Yesterday, it was reported that the MAS (Monetary Authority of Singapore) had slapped a $230m capital charge on DBS as a 'penalty' for the massive systems failure that occurred last month and that affected more than 1,000 DBS and POSB automated teller machines, Internet and mobile banking services, as well as Nets and credit card transactions.

The MAS required DBS to set aside S$230 million additional regulatory capital for operational risk and told it to improve customer communications procedures. This was widely noted in the press that MAS as a 'censure'. Teo Swee Lian, deputy managing director, financial supervision, MAS, was recorded as having said: 
"We expect all financial institutions to put in place a robust technology risk management framework that will ensure the reliability, resiliency and speedy recoverability of the institution's IT systems and infrastructure, whether outsourced or in-house.
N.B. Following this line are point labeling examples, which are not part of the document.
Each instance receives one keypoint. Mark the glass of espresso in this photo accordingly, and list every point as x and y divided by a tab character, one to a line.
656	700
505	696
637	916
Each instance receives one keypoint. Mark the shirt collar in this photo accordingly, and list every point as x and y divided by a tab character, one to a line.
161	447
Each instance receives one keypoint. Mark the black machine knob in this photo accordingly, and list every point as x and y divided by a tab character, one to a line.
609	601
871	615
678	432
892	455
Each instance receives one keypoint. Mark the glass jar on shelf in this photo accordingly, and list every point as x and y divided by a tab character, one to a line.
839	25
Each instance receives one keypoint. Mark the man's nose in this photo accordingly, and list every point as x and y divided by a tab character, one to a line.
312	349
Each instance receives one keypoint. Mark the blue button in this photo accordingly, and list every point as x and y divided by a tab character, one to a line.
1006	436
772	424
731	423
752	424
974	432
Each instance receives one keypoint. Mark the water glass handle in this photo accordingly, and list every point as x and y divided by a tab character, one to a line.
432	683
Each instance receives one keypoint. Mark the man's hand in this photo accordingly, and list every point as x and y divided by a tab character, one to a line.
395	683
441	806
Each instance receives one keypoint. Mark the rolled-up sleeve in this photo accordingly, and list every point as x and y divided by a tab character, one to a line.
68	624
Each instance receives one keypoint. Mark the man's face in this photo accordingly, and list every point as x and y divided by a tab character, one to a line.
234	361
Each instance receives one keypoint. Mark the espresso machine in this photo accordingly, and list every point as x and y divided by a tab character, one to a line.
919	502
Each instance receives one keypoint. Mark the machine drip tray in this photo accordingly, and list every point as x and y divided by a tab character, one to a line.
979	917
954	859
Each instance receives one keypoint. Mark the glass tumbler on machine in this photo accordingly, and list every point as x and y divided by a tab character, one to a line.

We have recently written to the CEOs of all financial institutions to remind them of this."

But does this set of measures on the part of the MAS constitute a real 'censure'? And does the $230m capital charge amount to much of a 'penalty'? Not according to research analysts who have been covering DBS stock.

The capital charge was described by research analysts as a 'non-event' and the impact of it is 'negligible'. That's all fine and dandy for shareholders of the bank - but it's not good news for retail customers of banking like you and me. Surely DBS and its executives have gotten away with a mere slap on the wrist. For the magnitude of the disruption to the banking system that was caused by the systems failure, the penalty should have been much higher. Instead of a mere capital charge, a significant fine should have been imposed on the bank both as a punitive and preventative measure - a warning that such failures are unacceptable. Instead, the MAS capital charge says to Piyush Gupta that it's really no big deal for you to cock-up like this. Furthermore, the capital charge does not contribute in any way to preventing further system failures. MAS should have taken the opportunity to tighten technology & system audits as well.

The fact of the matter is that banking is a utility business that provides a social benefit to society. Society cannot afford to have its checking and savings accounts and transaction systems shut down for any sustained period of time, just like we cannot afford a shut down of water or electricity from our homes for a sustained period. Without reliable banking and transactions systems, business (and life) would simply grind to a halt.

While it is true that Piyush Gupta has been unreserved about his apology to Singaporeans about the downtime, MAS' actions have not communicated the severity of the failure to the banking industry. MAS' actions do not acknowledge the critical importance and utility-type nature of the banking services to society.

The capital charge is but a slap on the wrist, and Singaporeans deserve better from their regulators.